The past several years have seen some of the sharpest increases in traffic crashes in decades. Based on the most recent data available from 2015, the number of large trucks or buses involved in fatal accidents rose 8 percent. Research also shows that a bulk of commercial crashes, nearly 40%, are caused by distracted driving. Along with this rise in negligent crashes has come harsher fines and penalties for distracted driving, and an increase in commercial settlements and court-awarded judgments. It’s clear that distracted driving presents a safety liability to company employees It also creates an even bigger liability to the company balance sheet. These 7-digit court cases illustrate just how high the costs of distracted driving can be and why it’s so important to eliminate the business problem of distracted driving.
Company Car + Personal Time = $7.5 million
On a clear day in October 2007, Thomas Hoskins left his home in Lancaster County, SC for a cycling run. It would be the last day his family saw him alive. That same day, Sharon King was driving along the empty roadway in her company car and was on the phone with a friend. A short while later, that friend heard the impact of a crash. Sharon King had veered off the road, killing Hoskins and another cyclist, Lee Anne Barry. The case was settled in 2010, with King’s employer’s insurance company paying out nearly $5 million to Hoskin’s family and $2.5 million to Barry’s family. Though she was driving the car on personal time, King was found negligent and her company’s insurance liable for damages. King later pleaded guilty to criminal charges of reckless driving.
Company Car + Company Call = $22 million
Coca-Cola employee, Araceli Cabral was driving down the road in Texas taking a company call from her company car when she struck another driver in an intersection. Perhaps it’s the significant financial loss from the judgment or the exposure to the company brand involved in the case, but it’s still one most famous and costliest commercial distracted judgments on record. Coca-cola states that Cabral was obeying company policy and Texas state law, but the court disagreed. Coca-cola continued to mount up legal fees appealing the case.

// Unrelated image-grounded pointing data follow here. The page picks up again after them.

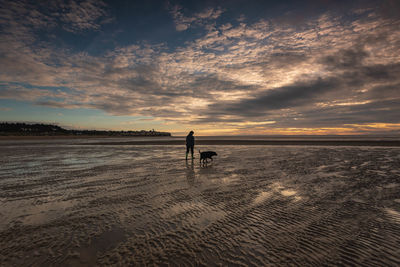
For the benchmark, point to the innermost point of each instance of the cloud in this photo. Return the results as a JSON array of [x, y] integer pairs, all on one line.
[[183, 22], [86, 15]]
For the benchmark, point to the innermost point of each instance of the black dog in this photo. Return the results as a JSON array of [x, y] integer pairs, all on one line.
[[207, 155]]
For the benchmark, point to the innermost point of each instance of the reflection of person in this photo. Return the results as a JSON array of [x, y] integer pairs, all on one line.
[[190, 143], [190, 174]]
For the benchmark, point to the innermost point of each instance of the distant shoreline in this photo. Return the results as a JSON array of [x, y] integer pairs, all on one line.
[[259, 142], [44, 137], [180, 141]]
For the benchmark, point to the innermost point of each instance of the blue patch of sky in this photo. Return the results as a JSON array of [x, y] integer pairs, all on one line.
[[22, 111]]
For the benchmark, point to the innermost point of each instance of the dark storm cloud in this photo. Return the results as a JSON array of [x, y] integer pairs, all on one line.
[[278, 98]]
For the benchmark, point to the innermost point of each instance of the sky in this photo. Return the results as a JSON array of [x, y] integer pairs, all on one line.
[[216, 67]]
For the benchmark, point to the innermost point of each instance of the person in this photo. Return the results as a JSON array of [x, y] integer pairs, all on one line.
[[190, 143]]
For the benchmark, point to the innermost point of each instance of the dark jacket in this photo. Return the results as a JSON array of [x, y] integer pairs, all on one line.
[[190, 140]]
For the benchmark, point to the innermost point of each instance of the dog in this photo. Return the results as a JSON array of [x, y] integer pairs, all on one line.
[[207, 155]]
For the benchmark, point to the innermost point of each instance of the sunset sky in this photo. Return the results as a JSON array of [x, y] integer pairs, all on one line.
[[215, 67]]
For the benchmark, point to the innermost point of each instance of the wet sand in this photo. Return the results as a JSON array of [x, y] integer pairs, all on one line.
[[259, 142], [73, 204]]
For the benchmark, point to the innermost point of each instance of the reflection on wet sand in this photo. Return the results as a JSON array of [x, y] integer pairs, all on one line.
[[190, 174], [261, 206]]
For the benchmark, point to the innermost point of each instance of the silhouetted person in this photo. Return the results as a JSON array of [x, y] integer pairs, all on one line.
[[190, 143]]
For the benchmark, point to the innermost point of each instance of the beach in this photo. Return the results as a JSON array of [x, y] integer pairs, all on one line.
[[86, 202]]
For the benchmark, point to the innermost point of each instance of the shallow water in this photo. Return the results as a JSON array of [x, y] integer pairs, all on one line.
[[72, 205]]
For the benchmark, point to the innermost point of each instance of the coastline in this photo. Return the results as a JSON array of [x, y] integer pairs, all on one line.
[[391, 143], [106, 140]]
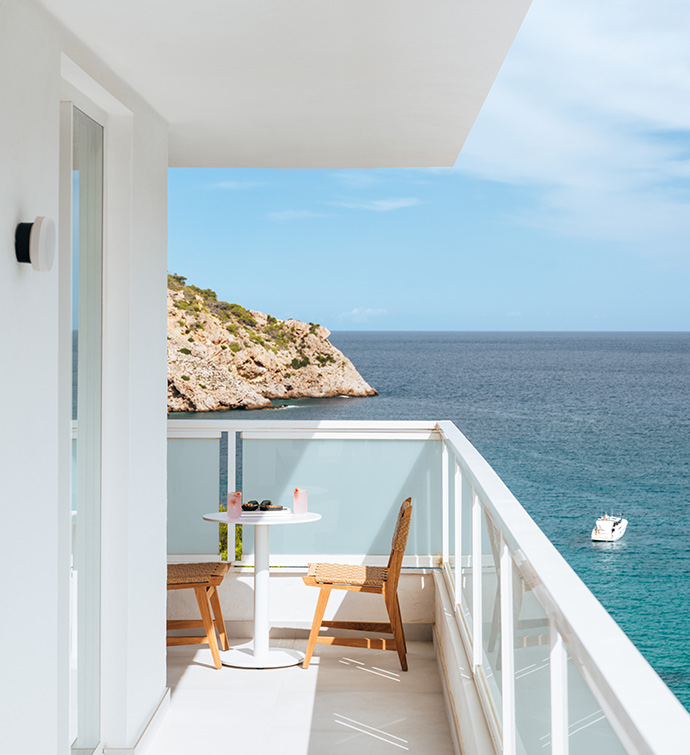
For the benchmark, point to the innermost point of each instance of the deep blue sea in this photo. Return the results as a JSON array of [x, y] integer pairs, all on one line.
[[576, 424]]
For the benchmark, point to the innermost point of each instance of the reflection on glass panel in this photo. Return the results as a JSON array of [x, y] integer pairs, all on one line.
[[451, 516], [589, 731], [356, 485], [466, 581], [532, 685], [194, 481], [491, 608]]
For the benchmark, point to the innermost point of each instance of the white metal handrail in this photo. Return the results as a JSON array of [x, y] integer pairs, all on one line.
[[629, 691]]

Company Car + Company Time = $18 million and company closure
Jeffrey Knight, a Holmes Transport and Logistics employee, was driving down the highway in St. Louis, MO in 2008 when he allegedly went to grab his company phone. It was a few seconds later that he hit Mark Tiburzi, giving him a traumatic brain injury. Knight injured 14 other people and killed three people. The jury awarded Tiburzi and his wife $18 million; the financial loss and financial impact of the case ultimately caused Holmes Transport to fold later that year.
The financial losses of distracted driving can go far beyond vehicle repair and employee rehabilitation. So it’s important to understand the total financial impact and exposure to your company. This way you can place a value on solving the business problem of distracted driving.